Which is where the story turns:  The big opportunity here—thousands of tech-savvy folks with Bluetooth devices in one sprawling room—paradoxically became the big problem.  You see, with so many mobile phones inside the BlueCasting servers’ 100-foot radius (upwards of a couple hundred or more at a time), the queue became unmanageably big.  This “noise” essentially overwhelmed the system, resulting in wait times of more than 10 minutes in some cases.  If the content even came at all.

What’s more, there are a number of devices that never even stood a chance—the most conspicuous of which being BlackBerrys.  Turns out that RIM Systems, the manufacturer, has limited the Bluetooth functionality in their handsets only to pairing with a headset or car.  I assume this is for security reasons, although I can’t confirm that.  And you would think that it’d be a strategic boon to be able to “beam” info from BlackBerry to BlackBerry, which was Palm’s best feature, hands-down.

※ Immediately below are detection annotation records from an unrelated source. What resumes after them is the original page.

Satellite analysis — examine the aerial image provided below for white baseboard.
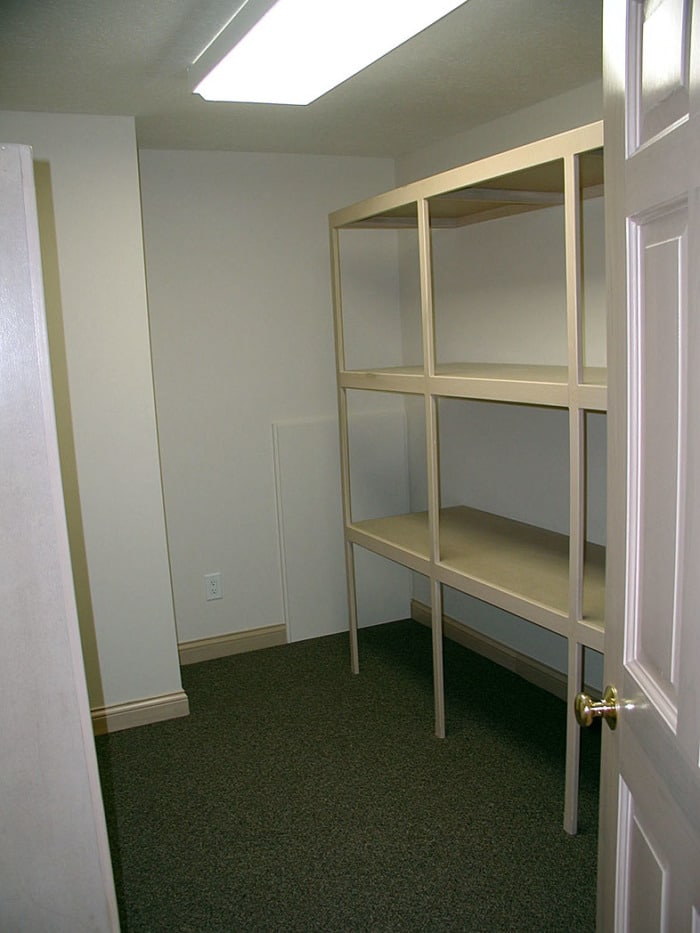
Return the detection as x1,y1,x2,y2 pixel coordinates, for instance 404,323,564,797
91,690,190,735
178,625,287,664
411,599,566,700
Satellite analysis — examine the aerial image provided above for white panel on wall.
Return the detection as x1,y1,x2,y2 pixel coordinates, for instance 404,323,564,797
273,409,410,641
140,151,400,641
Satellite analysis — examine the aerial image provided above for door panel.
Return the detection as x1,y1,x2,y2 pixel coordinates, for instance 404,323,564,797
629,0,690,152
625,206,687,732
598,0,700,920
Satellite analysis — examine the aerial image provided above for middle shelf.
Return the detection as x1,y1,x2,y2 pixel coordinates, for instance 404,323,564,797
347,506,605,651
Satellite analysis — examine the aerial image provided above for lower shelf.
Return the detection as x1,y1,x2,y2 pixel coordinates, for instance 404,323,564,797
347,506,605,650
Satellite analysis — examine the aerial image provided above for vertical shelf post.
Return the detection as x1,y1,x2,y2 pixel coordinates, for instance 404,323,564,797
417,198,445,739
330,227,360,674
564,154,586,834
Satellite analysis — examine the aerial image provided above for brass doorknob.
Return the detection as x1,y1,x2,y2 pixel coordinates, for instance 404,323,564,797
574,687,620,729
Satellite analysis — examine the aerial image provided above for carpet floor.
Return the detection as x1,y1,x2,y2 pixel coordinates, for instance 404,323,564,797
96,621,600,933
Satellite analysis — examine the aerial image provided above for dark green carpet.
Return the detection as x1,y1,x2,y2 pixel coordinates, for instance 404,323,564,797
97,622,599,933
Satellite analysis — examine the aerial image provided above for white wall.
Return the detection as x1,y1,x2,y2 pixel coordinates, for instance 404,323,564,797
396,81,603,185
0,112,181,707
140,150,409,642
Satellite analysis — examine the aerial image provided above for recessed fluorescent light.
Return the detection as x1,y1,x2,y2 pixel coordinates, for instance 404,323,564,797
194,0,465,104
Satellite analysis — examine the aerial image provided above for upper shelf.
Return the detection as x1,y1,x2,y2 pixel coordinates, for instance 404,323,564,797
331,123,603,229
338,363,607,411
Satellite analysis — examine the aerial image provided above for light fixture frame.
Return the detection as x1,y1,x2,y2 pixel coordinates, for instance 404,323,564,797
187,0,277,89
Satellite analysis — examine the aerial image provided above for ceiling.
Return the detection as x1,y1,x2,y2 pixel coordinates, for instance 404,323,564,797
0,0,602,156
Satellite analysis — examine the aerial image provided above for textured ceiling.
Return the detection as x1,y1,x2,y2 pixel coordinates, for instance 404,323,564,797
0,0,602,156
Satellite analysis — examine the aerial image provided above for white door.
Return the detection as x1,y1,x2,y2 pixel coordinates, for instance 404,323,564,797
598,0,700,933
0,144,119,933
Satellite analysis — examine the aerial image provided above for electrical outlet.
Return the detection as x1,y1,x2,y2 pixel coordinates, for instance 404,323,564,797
204,573,223,602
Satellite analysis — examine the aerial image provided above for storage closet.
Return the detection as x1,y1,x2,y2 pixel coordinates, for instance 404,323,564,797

Regardless, that’s what we were up against with Tech·Ed.  On Friday (which is when the conference ends, unfortunately), Filter is going to swap out antennas that only reach up to 10 feet, to see if that solves the ambient noise problem.  But even at that, to ask a consumer to wait any more than a minute or so for BlueCasted content is probably asking too much.  Especially in a non-tradeshow environment.

So in the final analysis—which is only “final” for now, obviously—BlueCasting probably isn’t quite ready for primetime; at least not in a conference setup.  That said, you’ve actually got to get it out there to determine what works and what doesn’t, so in that sense there’s a lot of success here.  Call it “BlueCasting 1.0,” if you like.  And it’s very possible, of course, that everything would hum along in a single-outpost, out-of home BlueCast arrangement. 

But we’re hoping that Filter can bang away at the technology to get it rocking for next year’s Tech·Ed conference.  In fact, it’s more than a hope.  It’s a requirement.